7.18.2011

Oh Happy Day!

It has been ages since I blogged and you probably know the reason why. To say the last few months have been difficult would be a huge understatement. Many of you know the struggle we have been through to grow our little family. We have been working to get pregnant or to adopt for a couple of years but there seemed to be new obstacles around every corner. Finally in January our application for adoption through LDS family services was completed and we were approved for adoption, which basically is the beginning of a long wait until someone chooses you to be the adoptive parents. Although we had not given up on fertility I felt my heart tugging strongly in the direction of adoption. I didn't know the reason why, I just felt it in my heart.


It wasn't very long at all before we had a phone call saying that a birth mom had picked our profile and wanted to meet with us. I was overjoyed! After a few meetings with her she told us that she wanted us to be the parents of her soon to be born baby boy. I was elated, and immediately began preparing for the birth of a baby boy, our baby boy. We picked out a name, told our families, and got the nursery ready. And then things began to fall apart. There were lots of warning signs that this was not going to have a happy ending but I refused to believe it could be true. I just kept imagining holding and loving this little boy and my heart could not let him go.


Around the same time a dear friend approached me about the possibility of adopting her darling 2 year old granddaughter, Kennedy, who was facing the possibility of foster care. Steven and I talked it over and decided that although there were lots of risks involved in this complicated situation that it would be worth the risk to do what we could to provide a loving and stable environment for this little girl. At the same time we realized that we would not be able to adopt the baby boy. We were both grieving this loss and welcoming Kennedy into our home at the same time. It was a scary time for me because I was becoming more and more attached to Kennedy, and realizing that my heart could be broken for a second time in a few short months. I worried about the affect that this would all have on my darling Ella and on Steven and I and how we would ever recover from this loss. A couple of weeks later and my fears were realized as Kennedy's birth father put an end to the adoption proceedings. We loved Kennedy and it was heart wrenching to return her to her mother, even though we had tried to prepare ourselves for this possibility.


By the end of June I felt like I had been through and emotional war. I was discouraged and exhausted and began to consider that maybe I did not have the fortitude to continue on our adoption journey. I decided to take a much needed break and spend some quality time with Ella at my parents cabin in Montana. I would go out on the lake in the kayak and paddle as hard as I could trying to escape it all and put the thoughts of babies and adoption and fertility treatments out of my mind. I just kept wondering why Heavenly Father was putting our family through this. What was the purpose of these two failed adoptions? What was it that I needed to learn? I felt the peace and quiet beauty of my surroundings, I could finally breathe again as I felt the answer "Peace, be still." I could actually feel myself becoming more calm and at peace.

I never imagined a few days later when my phone rang that would it be our adoption case worker. I had to find a chair quickly as she told me that a baby girl had been born on July 4th at the University of Utah hospital and placed with the agency for adoption. I could barely speak as she told me that the birth mom had signed the placement papers and requested the agency to choose the adoptive family. We quickly got Steven on a conference call as she filled some of the few details in about this little baby girl. She told us she had seen her and she was healthy and beautiful. They had prayed about it as an agency and felt that she belonged to us. To us! When I got off the phone and began to make arrangements on how to get back to Salt Lake in time to pick her up from the hospital at noon the next day I felt like I was in shock. I went back and forth between laughing hysterically and sobbing uncontrollably. I called my parents, who are amazing, and they came to my rescue. They booked me a plane ticket, then drove three hours back to the cabin to take care of Ella and get me to the airport in the wee hours of the next morning.

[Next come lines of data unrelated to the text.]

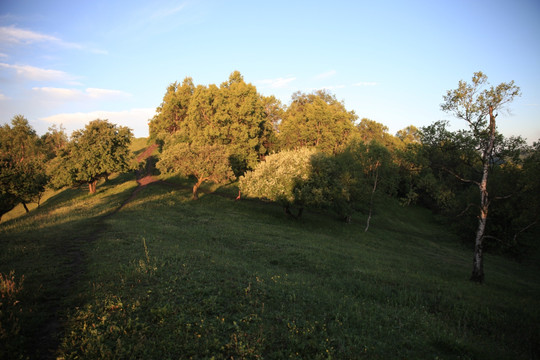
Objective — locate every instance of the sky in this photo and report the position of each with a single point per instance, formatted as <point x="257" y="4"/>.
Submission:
<point x="70" y="62"/>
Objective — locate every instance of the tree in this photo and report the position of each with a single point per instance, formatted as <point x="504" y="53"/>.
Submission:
<point x="478" y="105"/>
<point x="172" y="113"/>
<point x="92" y="154"/>
<point x="278" y="177"/>
<point x="232" y="114"/>
<point x="22" y="174"/>
<point x="316" y="120"/>
<point x="369" y="130"/>
<point x="205" y="163"/>
<point x="54" y="140"/>
<point x="409" y="135"/>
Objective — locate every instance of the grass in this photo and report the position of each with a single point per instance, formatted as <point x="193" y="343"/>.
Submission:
<point x="167" y="277"/>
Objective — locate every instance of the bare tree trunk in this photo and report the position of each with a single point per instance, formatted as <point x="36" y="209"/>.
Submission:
<point x="478" y="260"/>
<point x="196" y="188"/>
<point x="92" y="186"/>
<point x="372" y="195"/>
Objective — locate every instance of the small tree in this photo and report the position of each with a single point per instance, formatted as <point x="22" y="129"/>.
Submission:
<point x="205" y="163"/>
<point x="94" y="153"/>
<point x="22" y="174"/>
<point x="278" y="177"/>
<point x="479" y="107"/>
<point x="316" y="120"/>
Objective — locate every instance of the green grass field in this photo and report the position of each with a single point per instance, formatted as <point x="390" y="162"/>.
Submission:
<point x="165" y="277"/>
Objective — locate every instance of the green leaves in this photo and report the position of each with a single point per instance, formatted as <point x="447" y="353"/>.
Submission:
<point x="317" y="120"/>
<point x="22" y="174"/>
<point x="93" y="153"/>
<point x="205" y="162"/>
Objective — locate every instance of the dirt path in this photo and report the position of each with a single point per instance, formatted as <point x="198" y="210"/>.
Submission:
<point x="48" y="337"/>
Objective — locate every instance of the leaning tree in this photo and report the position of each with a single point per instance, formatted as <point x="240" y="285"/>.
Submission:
<point x="93" y="153"/>
<point x="479" y="104"/>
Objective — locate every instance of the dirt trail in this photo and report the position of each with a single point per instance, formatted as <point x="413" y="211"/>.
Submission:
<point x="48" y="337"/>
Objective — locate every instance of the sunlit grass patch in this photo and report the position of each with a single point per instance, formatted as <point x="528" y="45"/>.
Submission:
<point x="169" y="277"/>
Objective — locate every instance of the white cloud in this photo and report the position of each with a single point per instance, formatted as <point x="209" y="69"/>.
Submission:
<point x="53" y="93"/>
<point x="11" y="34"/>
<point x="105" y="93"/>
<point x="38" y="74"/>
<point x="277" y="83"/>
<point x="14" y="35"/>
<point x="326" y="74"/>
<point x="135" y="119"/>
<point x="167" y="11"/>
<point x="365" y="83"/>
<point x="58" y="93"/>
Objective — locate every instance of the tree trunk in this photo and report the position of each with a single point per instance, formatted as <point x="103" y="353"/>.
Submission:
<point x="372" y="195"/>
<point x="92" y="185"/>
<point x="196" y="188"/>
<point x="478" y="260"/>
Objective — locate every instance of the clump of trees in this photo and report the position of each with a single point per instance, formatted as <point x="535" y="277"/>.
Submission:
<point x="22" y="169"/>
<point x="313" y="153"/>
<point x="204" y="162"/>
<point x="29" y="163"/>
<point x="93" y="153"/>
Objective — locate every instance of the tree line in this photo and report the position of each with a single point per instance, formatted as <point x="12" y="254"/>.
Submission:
<point x="313" y="153"/>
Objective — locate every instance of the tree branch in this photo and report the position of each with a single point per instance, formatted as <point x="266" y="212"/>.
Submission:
<point x="459" y="177"/>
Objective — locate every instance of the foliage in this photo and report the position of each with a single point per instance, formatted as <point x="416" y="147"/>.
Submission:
<point x="316" y="120"/>
<point x="54" y="141"/>
<point x="206" y="163"/>
<point x="277" y="177"/>
<point x="174" y="278"/>
<point x="22" y="174"/>
<point x="233" y="115"/>
<point x="172" y="113"/>
<point x="479" y="105"/>
<point x="92" y="154"/>
<point x="369" y="130"/>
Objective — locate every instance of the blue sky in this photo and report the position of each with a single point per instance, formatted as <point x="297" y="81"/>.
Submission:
<point x="70" y="62"/>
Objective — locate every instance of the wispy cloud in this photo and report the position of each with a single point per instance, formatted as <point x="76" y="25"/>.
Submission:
<point x="164" y="12"/>
<point x="136" y="119"/>
<point x="58" y="93"/>
<point x="12" y="34"/>
<point x="15" y="35"/>
<point x="37" y="74"/>
<point x="75" y="94"/>
<point x="278" y="82"/>
<point x="365" y="83"/>
<point x="332" y="87"/>
<point x="326" y="74"/>
<point x="105" y="93"/>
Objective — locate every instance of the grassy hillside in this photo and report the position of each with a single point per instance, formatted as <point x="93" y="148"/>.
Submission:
<point x="167" y="277"/>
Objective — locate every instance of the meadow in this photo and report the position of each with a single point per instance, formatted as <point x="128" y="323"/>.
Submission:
<point x="156" y="275"/>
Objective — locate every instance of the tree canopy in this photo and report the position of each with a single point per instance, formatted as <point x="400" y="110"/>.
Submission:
<point x="318" y="120"/>
<point x="204" y="162"/>
<point x="22" y="173"/>
<point x="93" y="153"/>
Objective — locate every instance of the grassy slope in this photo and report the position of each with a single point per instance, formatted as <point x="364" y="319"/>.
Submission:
<point x="166" y="277"/>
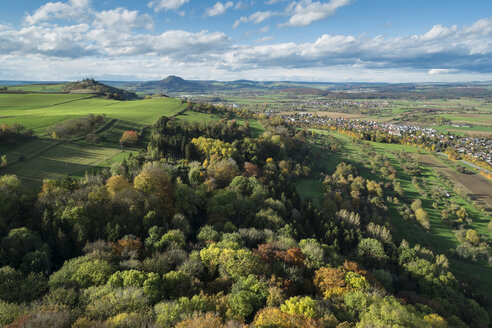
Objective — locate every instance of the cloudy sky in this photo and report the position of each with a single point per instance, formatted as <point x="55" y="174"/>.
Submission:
<point x="309" y="40"/>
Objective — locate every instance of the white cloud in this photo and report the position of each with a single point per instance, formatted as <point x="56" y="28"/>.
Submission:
<point x="272" y="2"/>
<point x="108" y="37"/>
<point x="81" y="11"/>
<point x="219" y="8"/>
<point x="436" y="71"/>
<point x="159" y="5"/>
<point x="264" y="39"/>
<point x="257" y="18"/>
<point x="122" y="19"/>
<point x="73" y="10"/>
<point x="306" y="12"/>
<point x="67" y="41"/>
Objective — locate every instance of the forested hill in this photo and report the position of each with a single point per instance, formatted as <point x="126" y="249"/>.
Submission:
<point x="91" y="86"/>
<point x="206" y="229"/>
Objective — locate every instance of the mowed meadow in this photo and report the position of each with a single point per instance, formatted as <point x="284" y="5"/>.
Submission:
<point x="45" y="157"/>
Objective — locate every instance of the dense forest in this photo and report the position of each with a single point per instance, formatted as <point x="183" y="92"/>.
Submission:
<point x="206" y="229"/>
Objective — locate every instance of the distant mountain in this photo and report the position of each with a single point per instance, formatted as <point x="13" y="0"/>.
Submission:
<point x="173" y="84"/>
<point x="90" y="86"/>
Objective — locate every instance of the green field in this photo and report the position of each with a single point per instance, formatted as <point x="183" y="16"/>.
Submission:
<point x="39" y="111"/>
<point x="58" y="159"/>
<point x="44" y="157"/>
<point x="441" y="237"/>
<point x="47" y="88"/>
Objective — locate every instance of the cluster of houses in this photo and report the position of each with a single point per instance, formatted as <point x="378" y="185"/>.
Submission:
<point x="345" y="104"/>
<point x="478" y="147"/>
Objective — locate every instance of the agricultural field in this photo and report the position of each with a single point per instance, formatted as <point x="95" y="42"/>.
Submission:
<point x="40" y="111"/>
<point x="463" y="190"/>
<point x="44" y="157"/>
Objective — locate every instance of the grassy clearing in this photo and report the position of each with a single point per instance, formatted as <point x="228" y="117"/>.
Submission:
<point x="39" y="111"/>
<point x="48" y="88"/>
<point x="441" y="237"/>
<point x="58" y="160"/>
<point x="310" y="189"/>
<point x="10" y="103"/>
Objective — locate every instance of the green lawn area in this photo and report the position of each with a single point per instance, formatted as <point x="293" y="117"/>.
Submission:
<point x="310" y="189"/>
<point x="58" y="159"/>
<point x="441" y="237"/>
<point x="40" y="111"/>
<point x="10" y="103"/>
<point x="48" y="88"/>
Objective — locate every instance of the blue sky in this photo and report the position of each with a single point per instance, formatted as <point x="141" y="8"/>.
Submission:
<point x="308" y="40"/>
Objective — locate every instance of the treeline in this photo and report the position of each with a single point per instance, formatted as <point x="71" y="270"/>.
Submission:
<point x="164" y="241"/>
<point x="229" y="112"/>
<point x="76" y="127"/>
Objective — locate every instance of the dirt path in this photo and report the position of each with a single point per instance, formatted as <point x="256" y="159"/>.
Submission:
<point x="477" y="186"/>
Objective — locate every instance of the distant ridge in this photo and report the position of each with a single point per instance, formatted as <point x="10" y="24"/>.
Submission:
<point x="173" y="83"/>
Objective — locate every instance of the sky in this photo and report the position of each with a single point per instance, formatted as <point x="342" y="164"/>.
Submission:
<point x="264" y="40"/>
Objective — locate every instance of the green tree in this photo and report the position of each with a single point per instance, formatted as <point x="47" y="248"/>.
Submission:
<point x="248" y="295"/>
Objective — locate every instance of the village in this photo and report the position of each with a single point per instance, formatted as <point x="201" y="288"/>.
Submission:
<point x="480" y="148"/>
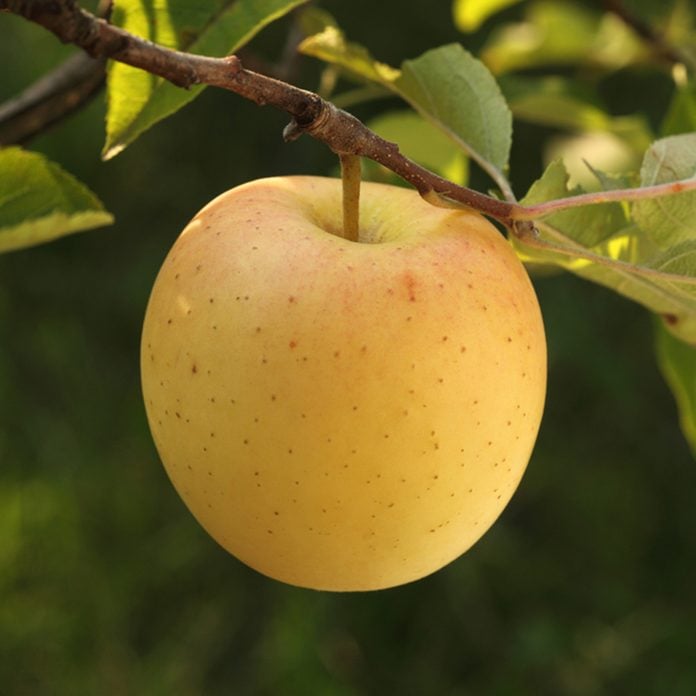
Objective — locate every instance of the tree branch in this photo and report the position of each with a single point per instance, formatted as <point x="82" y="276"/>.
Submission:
<point x="339" y="130"/>
<point x="646" y="32"/>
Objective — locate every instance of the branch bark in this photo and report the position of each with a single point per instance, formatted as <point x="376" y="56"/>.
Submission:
<point x="310" y="114"/>
<point x="339" y="130"/>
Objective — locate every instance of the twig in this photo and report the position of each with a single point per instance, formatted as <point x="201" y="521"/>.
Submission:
<point x="350" y="177"/>
<point x="339" y="130"/>
<point x="540" y="210"/>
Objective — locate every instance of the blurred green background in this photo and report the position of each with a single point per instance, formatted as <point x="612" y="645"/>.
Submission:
<point x="586" y="585"/>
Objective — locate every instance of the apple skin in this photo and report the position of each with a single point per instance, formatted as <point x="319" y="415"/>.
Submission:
<point x="342" y="415"/>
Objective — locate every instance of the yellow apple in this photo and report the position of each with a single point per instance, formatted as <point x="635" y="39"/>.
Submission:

I am not sure my feet ever touched the ground that day. It seemed like a dream as I went to the hospital with Steven to meet our baby girl. It is a bit of a foggy haze to me because I was having such a hard time processing this amazing miracle. I knew it was just that, we had been granted a miracle. On the way to the hospital we brainstormed baby girl names, and were inspired with the name Annika. I few days later I looked the name up online and learned to my amazment that Annika means "merciful" or "mercy". We had been granted mercy, an answer to all of our prayers. It amazes me when I look back over the last few months at all we have been through to realize that every step was a step closer to her. Even though we could not see the happy ending to our journey, there was One who knew the outcome, who gave us the strength to endure, and who granted us Mercy when we needed it most.

We could not feel more blessed to welcome Annika Lily Flockhart into our family.